Mi madre, que dedicó sus mejores años a trabajar como doméstica
en casa de burgueses, un día me sorprendió hablándome de la dignidad
del pensamiento, ella con tan poco estudio, tan metida en la cocina,
tan obligada a morderse la lengua y a reiterar los ineludibles "sí
señora" y "ordene caballero".
Ya estaba de vuelta en la casa para entonces y no paraba de leer
y de oír discursos.
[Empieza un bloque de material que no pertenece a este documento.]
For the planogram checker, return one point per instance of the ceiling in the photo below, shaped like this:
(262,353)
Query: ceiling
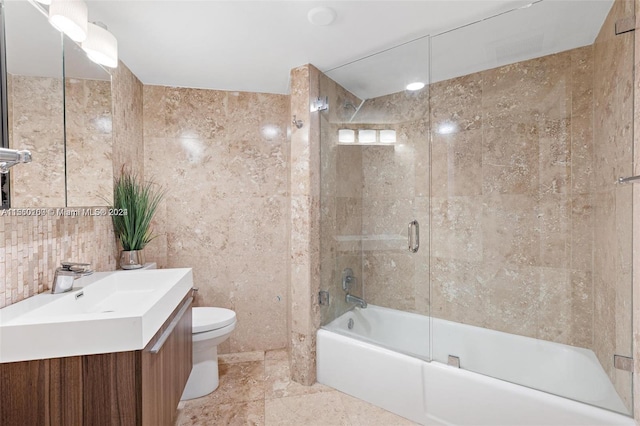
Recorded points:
(252,45)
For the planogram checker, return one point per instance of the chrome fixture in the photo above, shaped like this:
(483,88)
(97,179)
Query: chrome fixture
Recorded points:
(320,104)
(414,236)
(11,157)
(350,298)
(624,363)
(628,180)
(348,279)
(66,274)
(453,361)
(297,123)
(323,298)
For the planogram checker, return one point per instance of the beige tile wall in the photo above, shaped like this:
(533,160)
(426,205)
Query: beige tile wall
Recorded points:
(32,247)
(305,226)
(612,204)
(341,180)
(89,142)
(395,191)
(511,214)
(223,159)
(37,124)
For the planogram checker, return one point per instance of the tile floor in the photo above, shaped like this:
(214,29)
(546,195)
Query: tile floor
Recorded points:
(255,390)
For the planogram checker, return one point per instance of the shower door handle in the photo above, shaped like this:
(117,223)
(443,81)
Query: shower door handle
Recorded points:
(414,236)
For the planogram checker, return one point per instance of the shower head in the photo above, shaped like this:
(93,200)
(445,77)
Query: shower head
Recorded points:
(11,157)
(348,105)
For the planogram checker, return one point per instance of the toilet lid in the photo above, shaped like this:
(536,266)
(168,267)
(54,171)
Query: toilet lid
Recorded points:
(207,319)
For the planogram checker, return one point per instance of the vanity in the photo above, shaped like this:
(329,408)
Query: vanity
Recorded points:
(116,350)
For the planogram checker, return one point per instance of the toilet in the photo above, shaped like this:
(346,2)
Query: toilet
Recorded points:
(211,326)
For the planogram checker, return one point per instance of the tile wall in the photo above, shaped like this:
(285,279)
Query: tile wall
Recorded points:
(31,248)
(223,159)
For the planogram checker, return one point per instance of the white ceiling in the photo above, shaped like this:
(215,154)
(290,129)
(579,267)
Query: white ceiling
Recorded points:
(253,45)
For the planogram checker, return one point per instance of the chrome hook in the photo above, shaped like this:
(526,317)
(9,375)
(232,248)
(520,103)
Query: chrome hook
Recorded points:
(297,123)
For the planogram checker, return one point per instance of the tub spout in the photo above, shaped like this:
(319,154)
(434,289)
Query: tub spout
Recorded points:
(355,299)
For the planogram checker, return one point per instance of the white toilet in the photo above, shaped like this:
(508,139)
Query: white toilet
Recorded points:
(211,326)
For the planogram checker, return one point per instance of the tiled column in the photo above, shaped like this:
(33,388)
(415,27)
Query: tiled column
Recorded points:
(636,222)
(304,314)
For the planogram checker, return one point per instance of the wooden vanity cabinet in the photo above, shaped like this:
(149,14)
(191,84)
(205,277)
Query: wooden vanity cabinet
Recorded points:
(140,387)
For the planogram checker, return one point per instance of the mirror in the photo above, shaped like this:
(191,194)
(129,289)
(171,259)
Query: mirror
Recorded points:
(35,102)
(88,134)
(41,97)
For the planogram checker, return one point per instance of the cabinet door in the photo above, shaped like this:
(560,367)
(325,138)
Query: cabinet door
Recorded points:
(166,365)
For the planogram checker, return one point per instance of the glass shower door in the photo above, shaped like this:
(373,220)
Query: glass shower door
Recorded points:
(375,187)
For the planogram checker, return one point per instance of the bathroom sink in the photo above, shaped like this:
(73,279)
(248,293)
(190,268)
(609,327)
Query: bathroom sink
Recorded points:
(105,312)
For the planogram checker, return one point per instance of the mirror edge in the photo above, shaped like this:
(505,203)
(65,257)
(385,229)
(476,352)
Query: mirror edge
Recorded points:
(4,113)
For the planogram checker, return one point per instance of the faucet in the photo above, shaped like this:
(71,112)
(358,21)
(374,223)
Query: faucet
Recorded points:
(66,274)
(357,300)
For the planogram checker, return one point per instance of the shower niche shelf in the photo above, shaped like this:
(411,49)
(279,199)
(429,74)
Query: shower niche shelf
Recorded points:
(366,143)
(373,242)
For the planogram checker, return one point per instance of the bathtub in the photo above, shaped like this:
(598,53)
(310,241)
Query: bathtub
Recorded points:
(383,359)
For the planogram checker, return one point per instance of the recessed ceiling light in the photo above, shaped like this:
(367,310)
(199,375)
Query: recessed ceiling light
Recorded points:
(415,85)
(321,16)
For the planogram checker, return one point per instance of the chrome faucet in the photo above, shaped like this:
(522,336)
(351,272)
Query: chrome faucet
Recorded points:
(357,300)
(66,274)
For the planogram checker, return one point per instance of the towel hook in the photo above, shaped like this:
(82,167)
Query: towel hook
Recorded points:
(297,123)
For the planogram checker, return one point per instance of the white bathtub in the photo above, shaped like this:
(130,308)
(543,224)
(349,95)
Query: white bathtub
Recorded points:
(382,360)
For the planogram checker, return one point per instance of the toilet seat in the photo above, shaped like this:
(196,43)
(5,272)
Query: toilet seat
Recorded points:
(208,319)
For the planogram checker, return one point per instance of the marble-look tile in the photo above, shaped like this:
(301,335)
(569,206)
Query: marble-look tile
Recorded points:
(510,230)
(565,307)
(239,382)
(394,108)
(276,355)
(278,381)
(127,121)
(457,104)
(613,99)
(526,92)
(456,228)
(361,413)
(234,358)
(320,409)
(236,414)
(388,279)
(388,171)
(510,159)
(303,358)
(457,164)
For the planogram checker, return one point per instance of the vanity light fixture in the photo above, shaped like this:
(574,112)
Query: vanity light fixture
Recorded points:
(100,45)
(417,85)
(70,17)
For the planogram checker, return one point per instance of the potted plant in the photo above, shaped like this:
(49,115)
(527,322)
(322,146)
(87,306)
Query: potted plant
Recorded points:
(134,204)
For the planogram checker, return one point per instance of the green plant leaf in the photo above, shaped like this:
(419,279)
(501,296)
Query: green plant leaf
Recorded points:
(140,200)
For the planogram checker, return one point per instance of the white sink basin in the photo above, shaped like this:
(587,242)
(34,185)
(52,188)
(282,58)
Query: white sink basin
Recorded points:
(105,312)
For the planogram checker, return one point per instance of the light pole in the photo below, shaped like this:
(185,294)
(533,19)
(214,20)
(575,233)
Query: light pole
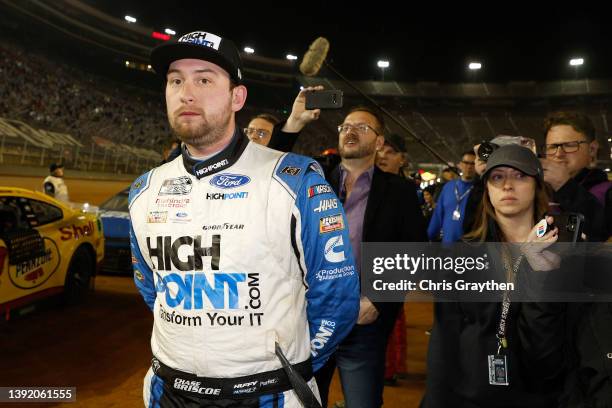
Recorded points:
(576,63)
(474,67)
(382,64)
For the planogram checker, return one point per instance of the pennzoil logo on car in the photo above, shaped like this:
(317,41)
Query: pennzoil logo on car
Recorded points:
(176,186)
(292,171)
(331,223)
(227,180)
(36,270)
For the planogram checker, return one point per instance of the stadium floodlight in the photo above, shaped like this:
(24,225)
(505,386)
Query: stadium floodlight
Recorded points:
(576,62)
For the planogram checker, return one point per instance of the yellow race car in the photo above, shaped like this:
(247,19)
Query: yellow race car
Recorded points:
(46,247)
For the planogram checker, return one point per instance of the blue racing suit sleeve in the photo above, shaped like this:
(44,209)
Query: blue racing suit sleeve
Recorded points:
(143,275)
(331,275)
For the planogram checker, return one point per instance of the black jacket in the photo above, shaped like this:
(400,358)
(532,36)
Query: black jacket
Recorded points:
(574,196)
(392,214)
(464,335)
(589,382)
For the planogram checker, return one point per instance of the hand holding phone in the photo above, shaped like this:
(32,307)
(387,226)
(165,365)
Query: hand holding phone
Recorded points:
(325,99)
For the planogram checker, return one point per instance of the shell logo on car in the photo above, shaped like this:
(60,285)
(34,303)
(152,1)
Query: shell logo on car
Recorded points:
(47,247)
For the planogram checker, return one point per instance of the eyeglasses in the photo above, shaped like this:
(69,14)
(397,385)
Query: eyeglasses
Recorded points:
(567,147)
(260,133)
(362,128)
(498,178)
(485,150)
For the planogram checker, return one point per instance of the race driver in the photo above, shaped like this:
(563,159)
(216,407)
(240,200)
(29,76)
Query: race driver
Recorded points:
(241,252)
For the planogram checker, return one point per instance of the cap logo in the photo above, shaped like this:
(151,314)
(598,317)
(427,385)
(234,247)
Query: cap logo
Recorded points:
(202,38)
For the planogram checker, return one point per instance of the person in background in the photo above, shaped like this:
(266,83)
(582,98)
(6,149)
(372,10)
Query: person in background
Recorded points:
(429,204)
(447,221)
(448,174)
(570,150)
(530,352)
(53,184)
(267,130)
(392,157)
(380,207)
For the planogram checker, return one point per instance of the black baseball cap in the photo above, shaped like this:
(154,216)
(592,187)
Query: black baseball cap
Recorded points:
(396,141)
(199,45)
(55,166)
(518,157)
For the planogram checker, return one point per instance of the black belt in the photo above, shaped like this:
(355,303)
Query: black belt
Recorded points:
(249,386)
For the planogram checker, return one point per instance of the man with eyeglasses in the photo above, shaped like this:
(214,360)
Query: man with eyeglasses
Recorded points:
(447,221)
(380,207)
(265,129)
(570,149)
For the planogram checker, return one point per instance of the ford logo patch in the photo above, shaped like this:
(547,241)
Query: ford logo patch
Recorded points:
(229,180)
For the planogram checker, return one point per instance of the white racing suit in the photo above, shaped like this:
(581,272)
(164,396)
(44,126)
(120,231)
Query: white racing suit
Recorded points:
(233,254)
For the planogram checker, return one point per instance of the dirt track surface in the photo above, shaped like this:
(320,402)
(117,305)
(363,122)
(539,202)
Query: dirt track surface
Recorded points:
(79,190)
(102,347)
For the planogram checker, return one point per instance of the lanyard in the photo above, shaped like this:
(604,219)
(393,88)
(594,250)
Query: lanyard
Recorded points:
(502,328)
(462,196)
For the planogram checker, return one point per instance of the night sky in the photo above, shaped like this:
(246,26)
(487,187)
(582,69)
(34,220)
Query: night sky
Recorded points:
(421,45)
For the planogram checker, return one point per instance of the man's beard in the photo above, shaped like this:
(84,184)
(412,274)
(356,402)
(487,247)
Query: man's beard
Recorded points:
(208,132)
(363,150)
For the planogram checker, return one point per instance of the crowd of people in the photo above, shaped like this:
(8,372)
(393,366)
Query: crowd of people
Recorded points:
(306,222)
(292,228)
(56,96)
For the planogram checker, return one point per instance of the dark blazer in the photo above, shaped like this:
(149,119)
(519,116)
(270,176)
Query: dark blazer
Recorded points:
(392,214)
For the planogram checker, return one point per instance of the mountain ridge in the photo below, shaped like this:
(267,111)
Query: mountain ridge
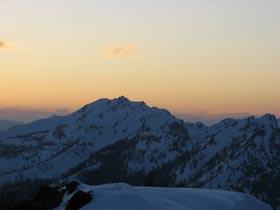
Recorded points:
(122,141)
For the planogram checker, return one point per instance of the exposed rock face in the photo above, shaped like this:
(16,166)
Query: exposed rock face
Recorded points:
(123,141)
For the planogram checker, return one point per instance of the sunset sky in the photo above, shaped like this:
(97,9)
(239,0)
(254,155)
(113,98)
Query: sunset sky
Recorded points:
(198,58)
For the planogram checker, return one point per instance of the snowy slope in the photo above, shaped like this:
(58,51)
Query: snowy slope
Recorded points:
(123,141)
(48,148)
(125,197)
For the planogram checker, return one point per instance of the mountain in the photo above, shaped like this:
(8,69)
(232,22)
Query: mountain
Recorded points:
(7,124)
(126,197)
(122,141)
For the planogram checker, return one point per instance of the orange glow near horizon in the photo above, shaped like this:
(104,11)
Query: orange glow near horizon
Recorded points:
(184,56)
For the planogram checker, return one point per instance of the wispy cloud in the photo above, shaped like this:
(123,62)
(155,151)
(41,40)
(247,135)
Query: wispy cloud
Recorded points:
(120,50)
(28,114)
(4,45)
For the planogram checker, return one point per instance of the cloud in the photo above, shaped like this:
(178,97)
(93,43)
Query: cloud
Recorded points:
(28,114)
(4,45)
(120,50)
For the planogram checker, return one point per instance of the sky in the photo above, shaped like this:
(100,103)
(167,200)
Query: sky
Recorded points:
(200,59)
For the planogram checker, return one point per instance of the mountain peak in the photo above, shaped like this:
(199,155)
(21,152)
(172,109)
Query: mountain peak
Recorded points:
(269,119)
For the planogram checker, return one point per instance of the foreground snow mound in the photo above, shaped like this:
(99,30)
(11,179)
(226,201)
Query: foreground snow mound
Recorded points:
(125,197)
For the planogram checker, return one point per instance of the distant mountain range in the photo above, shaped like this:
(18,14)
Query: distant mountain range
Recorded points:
(7,124)
(123,141)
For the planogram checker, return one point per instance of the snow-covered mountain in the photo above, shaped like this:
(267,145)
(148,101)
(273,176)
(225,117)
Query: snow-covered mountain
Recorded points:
(7,124)
(126,197)
(122,141)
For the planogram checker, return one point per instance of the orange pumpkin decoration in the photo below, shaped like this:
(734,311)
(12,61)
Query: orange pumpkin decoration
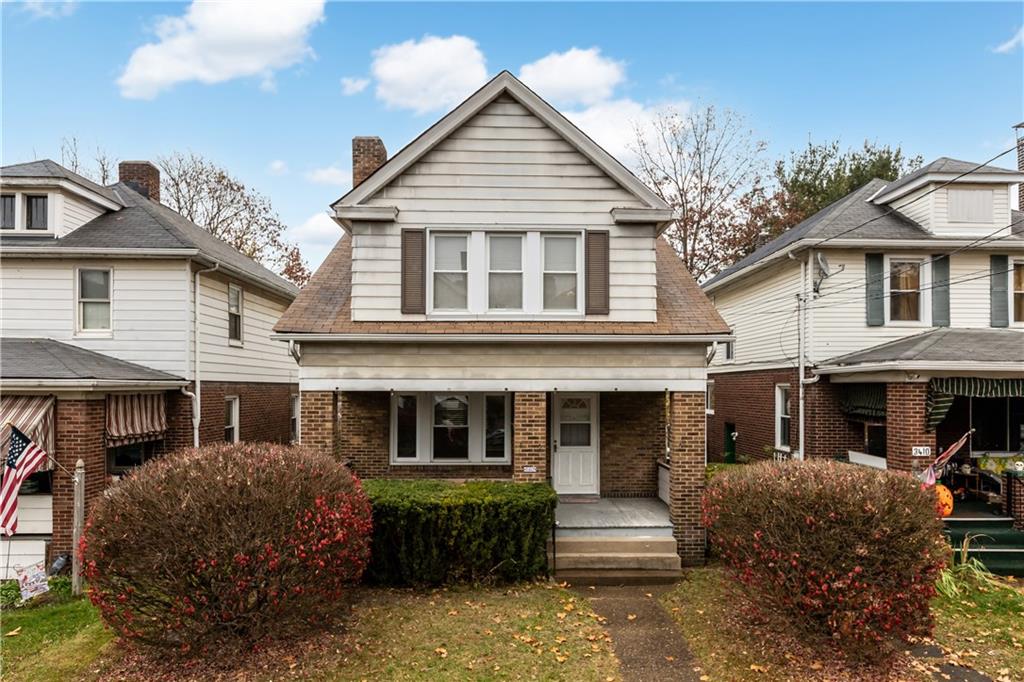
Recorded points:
(943,501)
Le encantaba aquella frase de Fidel de los
primeros tiempos en que, refiriéndose a la Revolución, instaba más a
leer que a creer, y cuya esencia mi madre captó, quizá con más tino
que algunos estudiosos que la rodeaban.
Un concepto que, el día que me habló de la dignidad del
pensamiento, definió de manera muy clara: he aprendido a pensar no
solo en lo que otros han pensado, sino a pensar y a profundizar a
partir de lo que he aprendido.
Sin saberlo, estaba llegando a un razonamiento básico de
cualquier filosofía que no sea reaccionaria.
Nunca más fue a la escuela que por necesidades económicas ––como
muchos de su época–– tuvo que dejar por razones del hambre.
Pero poco antes de morir, hace ahora exactamente diez años, podía
hablar de manera sólida lo mismo de política internacional que de
asuntos internos del país.
La dignidad del pensamiento que recuperó con la Revolución no la
perdió nunca, no obstante algunos de esos encontronazos que a ratos
saltan.
Una dignidad en la que reconozco un baluarte de nuestra cultura
por el que hay que batallar para que nunca falte.